Beyond his many volumes, Walter composed numerous essays, articles, book reviews, and collected volumes of sermons and prayers. He presented papers and participated in panels at professional meetings. He drew his ideas from liberation theology, feminist theology, black theology, postmodern theories, and critical analyses of consumerist culture. In his academic work, Walter conversed with and sought directly or indirectly the wellbeing of the Church and world. He wrote in ways that reached diverse audiences, crossed denominations, and challenged conventional thinking about faith and culture. Threaded through his work are favored themes of radical justice and divine care for the poor, the afflicted, and the oppressed.
Much of this vast amount of writing Walter accomplished on yellow legal pads, now archived in over 150 banker’s boxes of published and unpublished work in the C. Benton Kline, Jr. Archives at Columbia Seminary. To our continual astonishment, Walter wrote in full sentences and complete paragraphs, though only a few people could decipher his handwriting. For good or ill, his hand and brain were connected directly, Walter would say, and for him to work on a computer interfered with his flow of thought. Scrawled out, his writing was nearly publishable before the ink dried.

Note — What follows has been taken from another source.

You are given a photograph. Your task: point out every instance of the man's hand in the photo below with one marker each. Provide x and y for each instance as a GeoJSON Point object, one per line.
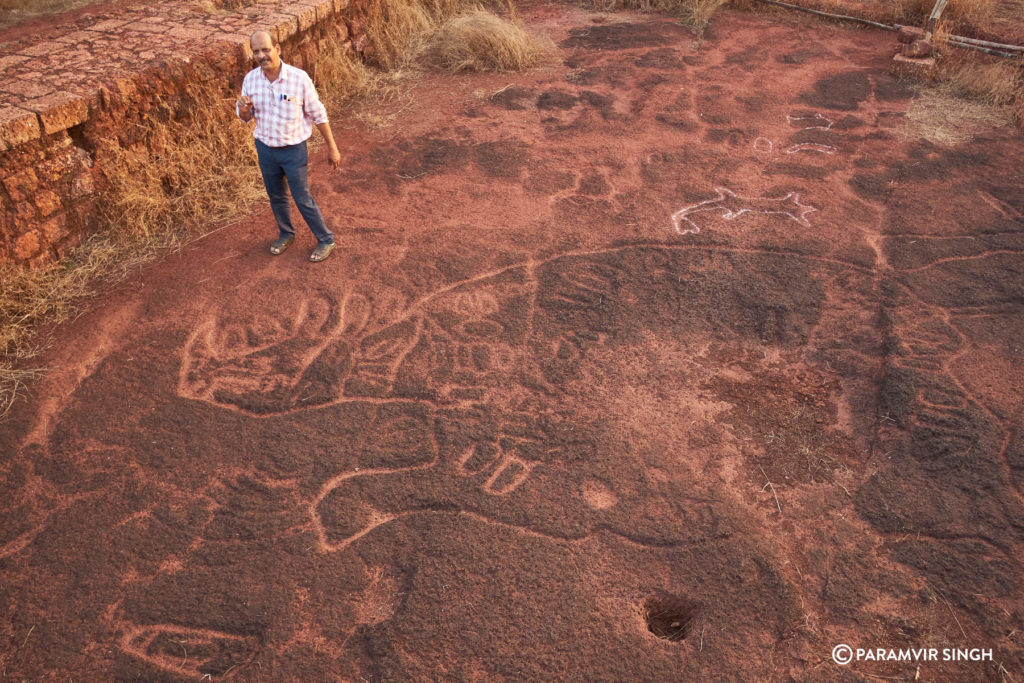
{"type": "Point", "coordinates": [334, 157]}
{"type": "Point", "coordinates": [245, 104]}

Walter’s brilliance and creativity as a scholar, preacher, and lecturer garnered him widespread respect, about which he hardly said anything to his colleagues. He served as the President of the Society of Biblical Literature in 1990. He was awarded a Niebuhr Medal from Elmhurst College. He was one of the first prestigious Henry Luce III Fellows in Theology, and he received eight honorary doctorates.
Despite the ways he expended his energy as a scholar and teacher, he was an engaged institutional citizen and a friend and colleague to so many. He came prepared to meetings concerned with the good of the institution. He argued with his colleagues and often saw larger implications of plans and projects. He could also occasionally be gruff, abrupt, and dismissive of ideas. We two always experienced Walter as a most supportive colleague. He made a point of sharing articles or books with us and others that he thought might be of interest or support research we were doing. He mentored generations of biblical scholars and was often a pastoral presence to students. He was renowned among us for his handwritten notes and emails to celebrate, grieve, and appreciate life’s moments, as well as to comment on committee developments and offer jokes for the day. He wrote thank you notes for thank you notes. His energy seemed boundless, for even as he was teaching, writing, and serving Columbia, he also engaged with local churches on a regular basis as his own worship home and as an extension of his commitment to theological education. It was great fun to be around him in our offices in Richards Center, where he said repeatedly that what we did was better than working. We laughed a lot. About news, the churches, the absurdities of life. Despite invitations to take appointments elsewhere, Walter chose to abide at Columbia, perhaps because his commitment to forming pastoral leaders for the church was a top priority. He took seriously the life of a theological educator.
We are deeply grateful for the privilege and joy of having known and worked with Walter Brueggemann. We stand with the great cloud of witnesses who grieve and remember him. And we are certain that his work matters now more than ever to the Church and the world. Rest in peace, good and faithful servant.